Matsumoto’s work spans high octane bluster in Ping Pong and Tekkonkinkreet to surreal masterpieces in GoGo Monster and No 5 to the well-observed explorations of the human experience in Sunny and now in Tokyo These Days. Here in Tokyo These Days, Matsumoto and Tono rejoice in the human impulse to create while also exploring the many many many human obstacles to the realization of that impulse: expectations, fears, commercial concerns, self-sabotage, even the simple brute fact of mortality.
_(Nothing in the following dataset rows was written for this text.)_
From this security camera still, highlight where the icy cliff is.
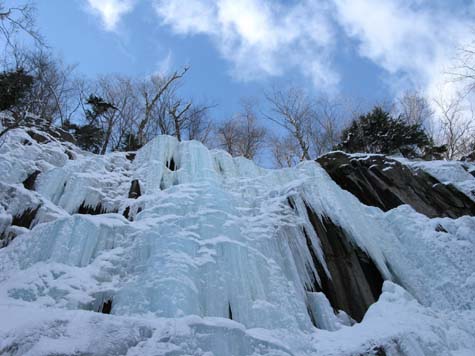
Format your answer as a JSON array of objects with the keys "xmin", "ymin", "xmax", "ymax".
[{"xmin": 0, "ymin": 129, "xmax": 475, "ymax": 356}]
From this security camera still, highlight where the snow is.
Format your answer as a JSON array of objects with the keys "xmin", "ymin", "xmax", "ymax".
[
  {"xmin": 0, "ymin": 129, "xmax": 475, "ymax": 356},
  {"xmin": 393, "ymin": 157, "xmax": 475, "ymax": 200}
]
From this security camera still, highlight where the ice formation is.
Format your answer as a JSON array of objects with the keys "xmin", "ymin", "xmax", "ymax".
[{"xmin": 0, "ymin": 129, "xmax": 475, "ymax": 356}]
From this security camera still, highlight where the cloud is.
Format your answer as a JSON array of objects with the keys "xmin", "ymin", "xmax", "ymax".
[
  {"xmin": 155, "ymin": 50, "xmax": 173, "ymax": 75},
  {"xmin": 334, "ymin": 0, "xmax": 473, "ymax": 95},
  {"xmin": 154, "ymin": 0, "xmax": 339, "ymax": 88},
  {"xmin": 87, "ymin": 0, "xmax": 135, "ymax": 31}
]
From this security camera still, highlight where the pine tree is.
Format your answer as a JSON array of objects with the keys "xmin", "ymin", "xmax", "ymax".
[
  {"xmin": 337, "ymin": 107, "xmax": 433, "ymax": 157},
  {"xmin": 0, "ymin": 68, "xmax": 33, "ymax": 111}
]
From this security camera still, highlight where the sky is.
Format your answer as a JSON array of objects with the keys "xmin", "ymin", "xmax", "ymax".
[{"xmin": 36, "ymin": 0, "xmax": 475, "ymax": 121}]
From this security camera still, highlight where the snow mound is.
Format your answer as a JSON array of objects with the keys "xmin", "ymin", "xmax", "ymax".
[{"xmin": 0, "ymin": 129, "xmax": 475, "ymax": 356}]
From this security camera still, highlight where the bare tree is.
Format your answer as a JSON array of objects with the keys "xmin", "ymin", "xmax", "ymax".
[
  {"xmin": 95, "ymin": 75, "xmax": 139, "ymax": 154},
  {"xmin": 137, "ymin": 67, "xmax": 189, "ymax": 144},
  {"xmin": 269, "ymin": 134, "xmax": 300, "ymax": 168},
  {"xmin": 185, "ymin": 104, "xmax": 214, "ymax": 145},
  {"xmin": 217, "ymin": 102, "xmax": 267, "ymax": 159},
  {"xmin": 449, "ymin": 40, "xmax": 475, "ymax": 92},
  {"xmin": 266, "ymin": 87, "xmax": 315, "ymax": 160},
  {"xmin": 434, "ymin": 95, "xmax": 475, "ymax": 160},
  {"xmin": 396, "ymin": 91, "xmax": 434, "ymax": 128},
  {"xmin": 311, "ymin": 98, "xmax": 343, "ymax": 156},
  {"xmin": 168, "ymin": 98, "xmax": 192, "ymax": 141},
  {"xmin": 22, "ymin": 50, "xmax": 80, "ymax": 124}
]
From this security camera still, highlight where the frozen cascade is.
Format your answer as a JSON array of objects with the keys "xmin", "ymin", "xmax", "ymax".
[{"xmin": 0, "ymin": 131, "xmax": 475, "ymax": 356}]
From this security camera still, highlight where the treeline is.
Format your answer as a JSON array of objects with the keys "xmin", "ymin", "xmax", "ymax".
[{"xmin": 0, "ymin": 2, "xmax": 475, "ymax": 166}]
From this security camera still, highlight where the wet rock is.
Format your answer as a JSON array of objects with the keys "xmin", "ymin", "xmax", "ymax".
[
  {"xmin": 125, "ymin": 152, "xmax": 137, "ymax": 161},
  {"xmin": 23, "ymin": 170, "xmax": 41, "ymax": 190},
  {"xmin": 99, "ymin": 298, "xmax": 112, "ymax": 314},
  {"xmin": 12, "ymin": 205, "xmax": 41, "ymax": 229},
  {"xmin": 129, "ymin": 179, "xmax": 142, "ymax": 199},
  {"xmin": 78, "ymin": 202, "xmax": 106, "ymax": 215},
  {"xmin": 317, "ymin": 151, "xmax": 475, "ymax": 218},
  {"xmin": 307, "ymin": 206, "xmax": 384, "ymax": 321}
]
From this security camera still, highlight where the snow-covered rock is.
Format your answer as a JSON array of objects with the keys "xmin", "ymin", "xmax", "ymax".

Matsumoto and Tono have created another deeply human work, very observant, and another ode to the experience of living. They’ve again created an optimistic work that navigates a world of hardship, this time luxuriating in the balance between creating true art and being successful and relevant. It is, of course, a book about making comics. But not just comics, true comics! unmarketable comics!—all with the slim tendril of hope that this perfect art artifact will find the readers that will feel rewarded for having found it. It’s a book about selling out, about following trends, about the role of editors for both good and ill. It’s about giving up and persevering, about second chances and about giving second chances the finger. For a series complete in three volumes, it’s robust.

—Seth T. Hahne

Wind and Truth by Brandon Sanderson

Brandon Sanderson released the fifth installment in his NYT best-selling Stormlight Archive this past November, which functions as a quasi-climax midway through the planned ten-book arc. There’s a lot for series fans to love about Wind and Truth’s lore revelations, deeply memorable characters, and jaw-dropping plot twists. But Christian readers may particularly note its strong defense of moral principles.

Throughout the series, the characters gain magical abilities by swearing oaths that represent their commitment to various moral principles. Without these mini-creeds, they’re unable to progress. In the fifth book, the moral nature of these oaths is further deepened as characters are forced to grapple with their oaths turning into legalism. And in a few pivotal moments, the series takes a strong stance against any kind of utilitarian reasoning. As one mentor states, “The destination must not undermine the journey.”

George R. R. Martin’s A Song of Ice and Fire may still be the highest-selling adult fantasy series by a currently living author. But Sanderson’s rising popularity points to a fantasy readership hungry for replacing moral cynicism with an earnest defense of traditional heroism.

—Josiah DeGraaf

The Wood at Midwinter by Susanna Clarke

“A church is a sort of wood. . .A wood is a sort of church. They’re the same thing, really.” Merowdis, the main character of Susanna Clarke’s The Wood at Midwinter, speculates in this way after her sister calls her a saint: after all, Merowdis has visions, she can’t see any difference between animals (or even spiders) and people, and is only really happy in a church or a wood.

The Wood at Midwinter is a tantalizing little tale about a young lady’s desire to be a mother, which is answered in a remarkable way. I can’t tell you much more because the work is only forty-seven pages long, including some page-size illustrations. The story itself is charming and a little mystical; it also has strong Christian elements, such as the assertion that “the child must come in midwinter. A midwinter child in the arms of a Virgin. A child to bring light into the darkness…” 

Everyone who loves Jonathan Strange & Mr. Norrell will enjoy The Wood at Midwinter; it has Clarke’s stamp of esoteric Victorianism. My only critique is that it’s painfully short. Though to be fair, it was originally written for a BBC broadcast entitled Short Works. But the Wood at Midwinter does have a surprise: in her afterword, Clarke reveals some of the influences behind her 2020 novel Piranesi and her regard for the music of Kate Bush.